Friday, September 01, 2006

In Theaters: Talladega Nights: The Ballad of Ricky Bobby


[Image courtesy Empire Movies]

It's interesting. I've never followed NASCAR to any kind of degree, still don't quite grok the sport, and yet this summer I've seen two quite good movies connected to it. TALLADEGA NIGHTS: THE BALLAD OF RICKY BOBBY (which just may beat out SNAKES ON A PLANE for the honor of Year's Best Title) is the right kind of epic comedy to close out the summer movie season, for me anyway. It's funny, light, and loud, and has a decent story on top of that. Ironically, its one true failing is that it isn't fast enough.

Born in a car traveling over a hundred miles an hour, driven by his unstable father (Gary Cole), Ricky Bobby (Will Ferrell) grows up with one thought on his mind: "I wanna go fast." Starting out as a pit crew member (for a car sponsored by Laughing Clown Malt Liquor), Bobby gets a chance to go on the track when the actual driver steps out during a pit stop for a chicken sandwich. Bobby quickly becomes a star racer, winning several championships (but never on points), often with the assistance of fellow racer Cal Naughton, Jr., a teammate who is content to take second in order to set up a "shake and bake" maneuver which never fails to send Bobby into first. Bobby has millions in endorsement deals, a hot trophy wife (Leslie Bibb), and two smartmouthed children, Walker and Texas Ranger. Life is good.

Then along comes Jean Girrard (Sacha Baron Cohen), a French Formula One star who has come to the states to compete at NASCAR. The two confront each other at a bar, where Girrard breaks Bobby's arm. Bobby insists on racing mere days after and crashes, and though mostly uninjured, can't bring himself to drive over 26 mph. Dropped from the team, and his house, Bobby takes Walker and T.R. over to live with his mother (Jane Lynch). Bobby gets a job delivering pizzas (eventually via bicycle), and runs into his long-lost dad, who decides to teach Bobby to conquer his fear so he can once again go very very fast.

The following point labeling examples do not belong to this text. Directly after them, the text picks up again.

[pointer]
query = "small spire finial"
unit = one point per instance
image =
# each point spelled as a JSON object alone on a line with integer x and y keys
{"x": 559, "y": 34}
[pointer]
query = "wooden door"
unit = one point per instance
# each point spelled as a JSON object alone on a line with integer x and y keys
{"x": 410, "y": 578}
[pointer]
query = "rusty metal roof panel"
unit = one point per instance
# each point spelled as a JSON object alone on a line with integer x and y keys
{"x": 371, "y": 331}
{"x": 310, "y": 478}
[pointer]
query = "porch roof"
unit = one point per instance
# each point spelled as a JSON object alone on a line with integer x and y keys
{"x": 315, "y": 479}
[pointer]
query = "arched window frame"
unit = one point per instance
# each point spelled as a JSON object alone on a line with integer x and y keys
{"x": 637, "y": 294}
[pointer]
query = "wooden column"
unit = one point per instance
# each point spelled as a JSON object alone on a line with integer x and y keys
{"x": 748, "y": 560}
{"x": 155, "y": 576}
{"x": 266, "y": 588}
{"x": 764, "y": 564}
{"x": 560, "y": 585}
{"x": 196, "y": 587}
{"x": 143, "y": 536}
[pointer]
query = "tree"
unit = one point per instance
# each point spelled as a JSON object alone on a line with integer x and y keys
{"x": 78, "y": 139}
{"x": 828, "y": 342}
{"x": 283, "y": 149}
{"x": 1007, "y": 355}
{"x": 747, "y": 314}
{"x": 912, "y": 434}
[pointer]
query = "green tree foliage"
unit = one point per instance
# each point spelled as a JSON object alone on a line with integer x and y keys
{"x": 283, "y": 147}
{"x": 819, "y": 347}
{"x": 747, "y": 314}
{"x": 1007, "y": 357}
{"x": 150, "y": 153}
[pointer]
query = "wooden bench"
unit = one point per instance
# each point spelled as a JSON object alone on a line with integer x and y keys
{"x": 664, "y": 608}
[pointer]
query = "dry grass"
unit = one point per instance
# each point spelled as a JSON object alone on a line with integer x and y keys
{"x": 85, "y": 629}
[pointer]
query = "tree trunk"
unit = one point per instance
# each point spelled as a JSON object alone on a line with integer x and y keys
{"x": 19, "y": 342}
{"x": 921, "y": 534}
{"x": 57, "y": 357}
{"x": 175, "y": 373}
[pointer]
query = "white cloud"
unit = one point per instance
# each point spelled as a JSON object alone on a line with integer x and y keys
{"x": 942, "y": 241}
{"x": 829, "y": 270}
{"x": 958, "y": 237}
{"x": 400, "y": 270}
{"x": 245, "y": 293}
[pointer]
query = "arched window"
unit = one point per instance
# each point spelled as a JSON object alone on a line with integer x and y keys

The plot is actually a bit more complicated than this, surprisingly enough, and it may just have one wrinkle too many- at 108 minutes, it feels a bit longer than it should, though I can't say what ought to be cut. Humorwise, it does take a little while to get going, though that may be because I saw it on a Thursday and it was a light crowd. I guess I'm getting the negative stuff out of the way early. Okay then. There we go.

On the upside, it is very funny. The same kind of melodramatic absurdity and non-sequitirness that marked ANCHORMAN is on display here, slightly less intensely because the story's meatier, but still effective. The cast is excellent; Ferrell is a natural at this kind of role, Reilly is surprisingly adept at wacky comedy, Cole comes close to stealing the show at times, and there are good appearances by Amy Adams as a nerdy-yet-very-very-cute pit manager and Molly Shannon as the drunken wife of the team owner.

And then there's Cohen. The character he plays is interesting, because he's introduced as the ultimate NASCAR heel- a married gay Frenchman who listens to jazz, reads Camus and drinks tea while driving, and takes a disaffected, ironic view of everything. And yet the movie goes so far as to make him somewhat sympathetic, and much of the film's resolution undermines a lot of the fake "common man vs. elitist" politics which NASCAR, like just about any other "blue collar" pastime, gets dragged into. Despite most Hollywood filmmakers leaning to the liberal side, the "anti-French" meme has gained surprising traction in all levels of pop culture, and it's nice to see it deflated once in a while even as French culture is mocked alongside it. The claim that "we make fun of everyone", sometimes used disingenuously, actually applies here. In any case, Cohen's is a good performance, and it's a bit of a shame that Andy Richter, as his husband, doesn't get more screentime.

So, we have here a big dumb comedy that's not completely dumb (indeed, that actually holds together thematically), that's not as funny as perhaps it could be but still delivers. The problem with a comedy like this is I can't talk too much about the jokes without just giving them away, suffice it to say they generally work, and so it's worth your time.

Grade: B

2 comments:

nakedblogger said...

Evan,

Do you feel entirely comfortable using the verb "to grok" in everyday conversation? I got you but am a bit surprised to hear someone giving props to the venerable Mr. H.

Evan Waters said...

I don't think I've ever used it in conversation. Interestingly enough I am reading "Stranger in a Strange Land" at the moment, so that probably influenced my choice of words.